同世代艦の金剛や陸奥の空気読めない特攻もありえるがorz
>陸奥金剛
欧州枢軸勢にはインド洋まで戦艦と空母出してもらっている”恩”を史実と違って
カリスマある”やんごとなき御方”をないがしろにする訳ない。
陸軍がアフリカに九七式中戦車改や一式戦を出している現状で、「海軍には船は無いのか?」と
のたまって慌てて欧州派遣だろう。
と言っても、主力ではない金剛級と損傷で門数が六門(それでもネルソンとガチ)の陸奥は
欧州戦艦と派互角に戦える戦力だが。
>大日本帝国大西洋打通
「悪夢の一夜」で船の数をソ連並みに減らされた帝国海軍が派遣するとなると二戦級ばかりか?

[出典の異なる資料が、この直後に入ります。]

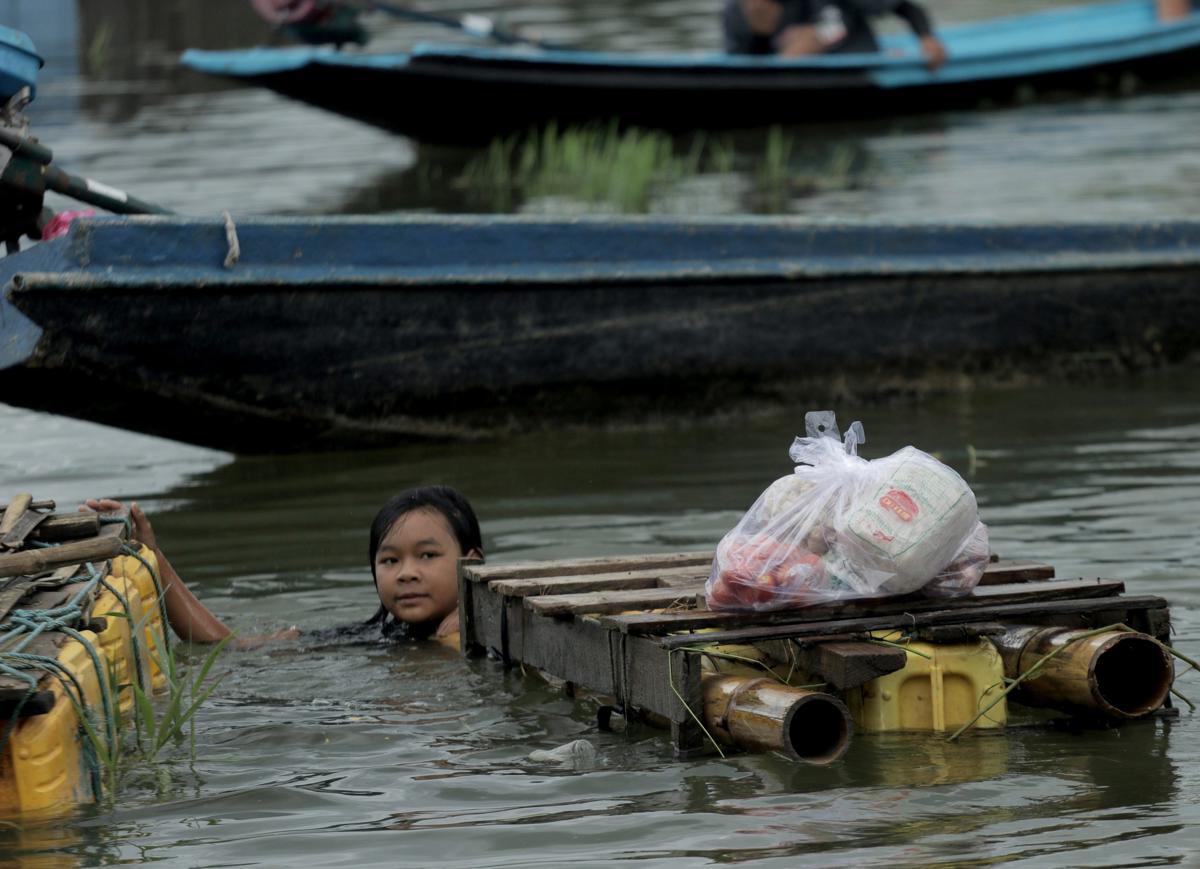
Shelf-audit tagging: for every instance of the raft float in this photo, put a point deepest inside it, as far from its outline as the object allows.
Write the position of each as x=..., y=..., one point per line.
x=636, y=633
x=81, y=623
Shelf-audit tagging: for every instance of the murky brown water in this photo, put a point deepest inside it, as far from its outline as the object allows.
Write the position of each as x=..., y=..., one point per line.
x=384, y=756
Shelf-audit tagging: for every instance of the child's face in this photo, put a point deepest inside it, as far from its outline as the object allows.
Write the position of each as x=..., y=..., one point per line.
x=417, y=568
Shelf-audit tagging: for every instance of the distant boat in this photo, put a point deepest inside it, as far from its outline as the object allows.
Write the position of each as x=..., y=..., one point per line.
x=351, y=331
x=472, y=94
x=19, y=64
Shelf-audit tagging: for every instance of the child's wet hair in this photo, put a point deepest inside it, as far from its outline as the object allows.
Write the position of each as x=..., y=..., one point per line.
x=449, y=503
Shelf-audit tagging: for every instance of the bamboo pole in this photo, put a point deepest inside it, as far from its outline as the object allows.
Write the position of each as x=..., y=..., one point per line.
x=1119, y=673
x=77, y=552
x=765, y=714
x=67, y=526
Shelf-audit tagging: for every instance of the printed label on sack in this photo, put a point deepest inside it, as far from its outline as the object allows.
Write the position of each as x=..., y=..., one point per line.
x=909, y=508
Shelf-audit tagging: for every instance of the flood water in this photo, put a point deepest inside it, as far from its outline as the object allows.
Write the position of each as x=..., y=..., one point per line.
x=378, y=756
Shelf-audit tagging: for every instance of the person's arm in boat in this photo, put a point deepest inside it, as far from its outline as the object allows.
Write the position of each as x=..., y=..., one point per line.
x=918, y=19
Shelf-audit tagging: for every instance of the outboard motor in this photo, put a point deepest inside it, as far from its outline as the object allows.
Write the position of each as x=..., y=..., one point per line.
x=22, y=180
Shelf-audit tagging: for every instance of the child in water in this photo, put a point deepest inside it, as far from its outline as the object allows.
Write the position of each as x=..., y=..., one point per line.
x=415, y=543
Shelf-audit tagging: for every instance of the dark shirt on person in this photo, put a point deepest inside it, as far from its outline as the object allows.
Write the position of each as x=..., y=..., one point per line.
x=855, y=16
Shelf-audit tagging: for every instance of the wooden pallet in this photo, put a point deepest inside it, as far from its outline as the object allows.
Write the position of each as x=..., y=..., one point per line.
x=624, y=627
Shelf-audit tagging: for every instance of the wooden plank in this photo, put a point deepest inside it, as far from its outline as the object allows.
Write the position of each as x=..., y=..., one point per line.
x=13, y=511
x=69, y=526
x=528, y=570
x=76, y=552
x=851, y=664
x=615, y=601
x=1006, y=571
x=34, y=505
x=1030, y=612
x=659, y=623
x=36, y=703
x=600, y=582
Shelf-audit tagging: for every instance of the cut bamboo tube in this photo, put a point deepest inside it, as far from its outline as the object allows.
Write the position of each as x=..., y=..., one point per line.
x=763, y=714
x=1117, y=673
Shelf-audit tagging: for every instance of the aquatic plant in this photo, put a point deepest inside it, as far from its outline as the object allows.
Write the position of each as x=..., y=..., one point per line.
x=159, y=718
x=628, y=169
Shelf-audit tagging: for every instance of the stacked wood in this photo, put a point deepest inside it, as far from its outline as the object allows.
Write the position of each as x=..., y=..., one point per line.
x=43, y=557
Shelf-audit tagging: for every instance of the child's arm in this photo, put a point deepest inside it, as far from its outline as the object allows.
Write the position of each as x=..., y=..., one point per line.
x=191, y=619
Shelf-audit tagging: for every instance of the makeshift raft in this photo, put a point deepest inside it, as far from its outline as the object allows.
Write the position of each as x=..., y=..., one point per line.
x=81, y=623
x=637, y=633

本国決戦と言うことで出し惜しみしない英国と復讐を狙う仏国と独国が主流で、他の三国はチョイ役でしょうな
>>938 陸奥と金剛はガチ、他には空母は純鷹(元インドミタブル)、重巡は妙高
どれも英国にゆかりのある設計のがやってくるんだから最悪の冗談です。(笑
940 :
名無し三等兵:2006/02/13(月) 08:53:07 ID:6lOjRqFB
「デヴォンシャー」
=□ =□
< =○=○■○=○=●● )
=□ =□
(四連装主砲塔:≡○ 副砲:=□ ゜艦橋:■ 煙突:●)
■超海防戦艦
ワイマール条約によりドイツは往時とは比べようもない弱小海軍になったと言われる。確かに時代遅れ
となった準弩級戦艦五隻と最初期の弩級戦艦二隻を保有しているに過ぎないし、砲塔形式では無い
軽巡洋艦6隻を持つでしかないドイツは三流海軍に墜ちたと言えるだろう。
しかしバルト海では、革命の影響で稼動大型艦が皆無になったソビエト連邦。そもそも大型艦など欠片
も保有していない北欧諸国に対しては以前として、有力な戦力であった。(注1)
さらに、1933年にデビューした装甲艦「ドイッチュラント(二代目)」は軽合金と電気溶接を巧みに組み
合わせた軽量な船体、長砲身11インチ三連装砲、軽量高出力高燃費のディーゼル機関を組み合わ
せた「ポケット戦艦」として世界各国の注目を浴びた。排水量一万トン台ながら、「ジュットランド海戦」で
恐るべき耐久性能を見せ付けたドイツ海軍の軍艦だから「防御能力もそれなりにあるのだろう」と諸外国
に思わせてしまう出来であった。ドイツとしては海防戦艦を造るつもりであったが、軽量化を狙ってディー
ゼル機関を積んだために要求性能よりも航続性能が向上してしまい、攻撃力と高速性能を併せ持ち、防
御もそこそこ有るフィッシャー式巡洋戦艦もどきが出来上がってしまったのだ。
しかし、諸外国は「ポケット戦艦」としての性能ばかりに目が行ってしまい、この小さな装甲艦を自国の
艦艇を脅かす存在として認識してしまった。「砲撃力と防御で巡洋艦を圧倒し、速力で戦艦から逃げる
嫌な艦」。そういう評価を下してしまったのだ。そして諸外国は対応策に忙殺される事になった。(注2)
■無い物は出ない
だが対応に苦慮する国々もある。それは先述の北欧諸国。列強諸国なら対策はいくらでもある。だが
彼らには超弩級戦艦も強力な巡洋艦もない。希少な鉱物資源に恵まれ、資金力もあるトルステインは
世界中に強力な巡洋艦と大型駆逐艦を発注したし、スウェーデンはスヴェレージ級の経験を元に、巡洋
戦艦と大型巡洋艦の建造に着手した。しかし、艦艇の多くを輸入に頼るノルウェーには金に物を言わせ
て発注競争をしたり、自前で大型艦が建造できるわけでもない。
慌てて軍備拡張宣言を出して取り揃えるしかない。しかし飛行機や戦車や水雷艇はイタリアから購入
して何とか体面が付いたものの、大型艦はそうはいかない。何しろ大型艦を作るには年数が要るのだ。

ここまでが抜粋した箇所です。